February 7, 2018

NYC's success in cutting crime

Open Democracy -For the first time since the 1950s, fewer than three hundred murders were recorded in New York last year. The number of manslaughters, rapes, assaults, robberies, burglaries, grand larcenies and car thefts also reached a historic low. In total, fewer than 100,000 of these serious crimes were reported.

Compare that to 1990, the worst year on record, when police tallied 2,245 homicides and more than 520,000 major felonies. A fivefold reduction in crime is a huge achievement, without precedent in the developed world. It is easy to forget that New York was once synonymous with urban decay and inner city violence.

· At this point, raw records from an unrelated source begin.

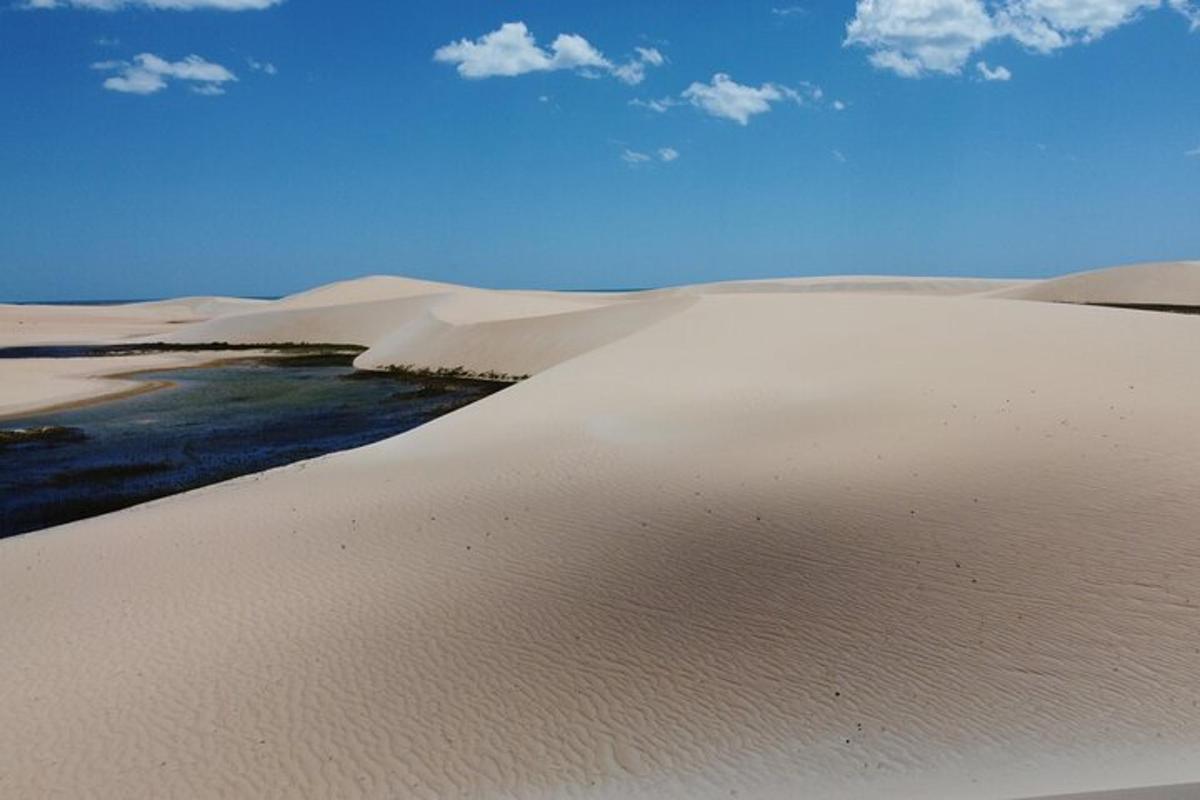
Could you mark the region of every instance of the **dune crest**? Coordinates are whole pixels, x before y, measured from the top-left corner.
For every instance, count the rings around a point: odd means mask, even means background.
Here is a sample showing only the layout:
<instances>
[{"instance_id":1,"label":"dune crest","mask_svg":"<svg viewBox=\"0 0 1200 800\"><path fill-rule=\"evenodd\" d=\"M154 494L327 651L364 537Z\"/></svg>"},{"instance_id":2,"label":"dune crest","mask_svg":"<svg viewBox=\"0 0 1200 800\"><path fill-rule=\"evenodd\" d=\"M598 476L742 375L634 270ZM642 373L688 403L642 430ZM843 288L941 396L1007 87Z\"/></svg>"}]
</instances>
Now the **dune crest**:
<instances>
[{"instance_id":1,"label":"dune crest","mask_svg":"<svg viewBox=\"0 0 1200 800\"><path fill-rule=\"evenodd\" d=\"M788 283L350 284L174 330L533 377L0 542L0 795L1200 781L1200 320Z\"/></svg>"}]
</instances>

Speaking on All Things Considered as the year drew to a close, Bill Bratton, who served as Commissioner of the New York Police Department from 1994-96 and 2014-16, was understandably happy to claim some of the credit. Police “began to focus on disorder, which had not been addressed at all in the '70s and '80s, and disorder is described as broken windows, quality of life, minor offences,” he said.

The effectiveness of ‘broken windows’ policing remains a matter of considerable debate. Crime rates have plummeted across the USA, a trend variously attributed to demographic shifts, legalized abortion, banning lead in paint and petrol, the advent of debit cards, video games, and a generation traumatized by the crack plague.

The latest statistics do debunk an argument favored by law and order conservatives, though: that rising incarceration rates explain reductions in crime. New York has reduced its jail and prison population by half, thanks to effective grassroots advocacy and progressive policy reform, while becoming the safest big city in America.

In 1991, almost 22,000 inmates were housed at the city’s notoriously violent Rikers Island jail complex. Last December’s average daily count was 8,980. State prison ledgers show an equivalent drop: in 1998, more than 47,000 city residents were confined ‘upstate,’ and by 2016 this had fallen to 23,000.

Nationwide, the number of people behind bars has barely ticked downwards. If other cities and states can follow New York’s example, we could be witnessing the beginning of the end of the mass incarceration era.